Both Dulos and Troconis are charged with tampering with evidence and hindering prosecution stemming from video Hartford police recovered showing a man that looked like Dulos throwing multiple garbage bags into trash receptacles on Albany Avenue the same night that Farber Dulos disappeared, court records said.

A woman resembling Troconis at one point is seen on video sitting in the passenger seat and either placing something on the ground or picking up an item as Dulos throws out the bags, according to court records. The documents don’t say what she placed on the ground and there is no video evidence that she handled any of the trash bags.

State police detectives rushed to Albany Avenue on May 31 and found some of the trash bags that Dulos had thrown out. Court records said DNA testing on some of the bloody clothes, towels and sponges in the bags matched Farber Dulos.

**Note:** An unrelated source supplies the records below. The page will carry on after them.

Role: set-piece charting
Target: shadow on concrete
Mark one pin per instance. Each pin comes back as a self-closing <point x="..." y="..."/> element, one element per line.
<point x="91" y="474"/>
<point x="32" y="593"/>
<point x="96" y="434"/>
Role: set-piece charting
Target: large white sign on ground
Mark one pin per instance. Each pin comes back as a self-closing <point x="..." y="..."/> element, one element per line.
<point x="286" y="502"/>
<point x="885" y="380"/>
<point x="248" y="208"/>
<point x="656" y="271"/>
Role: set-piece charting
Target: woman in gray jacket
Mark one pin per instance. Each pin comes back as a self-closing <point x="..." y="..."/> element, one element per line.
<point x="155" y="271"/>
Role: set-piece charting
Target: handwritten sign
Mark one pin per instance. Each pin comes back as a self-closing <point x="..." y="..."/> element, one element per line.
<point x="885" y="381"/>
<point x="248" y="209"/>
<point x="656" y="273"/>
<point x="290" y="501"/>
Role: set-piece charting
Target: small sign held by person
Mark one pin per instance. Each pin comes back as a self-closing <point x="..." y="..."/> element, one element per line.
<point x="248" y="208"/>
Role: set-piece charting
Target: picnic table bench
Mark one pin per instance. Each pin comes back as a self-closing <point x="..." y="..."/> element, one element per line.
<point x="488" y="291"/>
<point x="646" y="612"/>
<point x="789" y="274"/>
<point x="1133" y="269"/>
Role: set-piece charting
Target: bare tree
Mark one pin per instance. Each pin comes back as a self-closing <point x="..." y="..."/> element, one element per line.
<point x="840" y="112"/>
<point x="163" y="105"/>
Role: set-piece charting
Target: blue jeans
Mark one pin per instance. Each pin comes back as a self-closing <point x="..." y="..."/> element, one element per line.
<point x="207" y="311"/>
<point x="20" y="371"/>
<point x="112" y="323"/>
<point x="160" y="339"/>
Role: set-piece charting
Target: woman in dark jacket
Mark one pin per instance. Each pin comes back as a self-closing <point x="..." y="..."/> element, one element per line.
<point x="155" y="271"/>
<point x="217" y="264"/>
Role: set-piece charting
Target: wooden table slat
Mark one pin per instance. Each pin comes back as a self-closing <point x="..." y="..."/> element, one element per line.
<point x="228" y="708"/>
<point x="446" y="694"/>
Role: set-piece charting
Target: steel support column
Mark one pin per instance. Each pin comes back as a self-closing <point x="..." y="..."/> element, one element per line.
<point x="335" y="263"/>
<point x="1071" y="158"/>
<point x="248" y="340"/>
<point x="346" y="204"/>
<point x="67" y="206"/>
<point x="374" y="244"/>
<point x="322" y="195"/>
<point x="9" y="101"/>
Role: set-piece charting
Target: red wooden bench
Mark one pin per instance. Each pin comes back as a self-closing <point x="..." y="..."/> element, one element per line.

Police were too late to get some of the garbage and have spent the last week painstakingly searching through a mountain of trash at the Materials Innovation and Recycling Authority’s trash-to-energy plant on Maxim Road in Hartford’s South Meadows. A corps of state police, using German Shepherd cadaver dogs, have been shifting through the garbage searching for more evidence.

They are expected to return to the trash plant Wednesday to continue that search.

In addition to the Albany Avenue neighborhood in Hartford, police also have searched locations in several towns, including Farber Dulos’ home in New Canaan, where she lives with her children, who range in age from 8 to 13, a park near her home where her vehicle was found and several properties in Farmington.

Farber Dulos was last seen dropping her children off at the New Canaan Country Day School around 8 a.m. May 24. Police believe that she was attacked in her Welles Avenue home sometime between 8 and 11 a.m. A cleaning woman entered the home around noon. Farber Dulos wasn’t reported missing until 7 p.m. that night. When New Canaan police entered the garage area of her home, they found dark stains believed to be blood on the floor as well blood spatter and evidence of a cleanup.

Farber Dulos’ black Chevy Suburban was found on Lapham Road near Waveny Park where at least three searches have taken place.

On Monday, New Canaan police said they created a website seeking tips on Farber Dulos’ whereabouts.

“In addition to the tip line, 203-594-3544, to further gather information regarding Jennifer’s disappearance we now have a dedicated e-mail [hidden email] and website www.FindJenniferDulos.com,” Chief Leon Krolikowski said.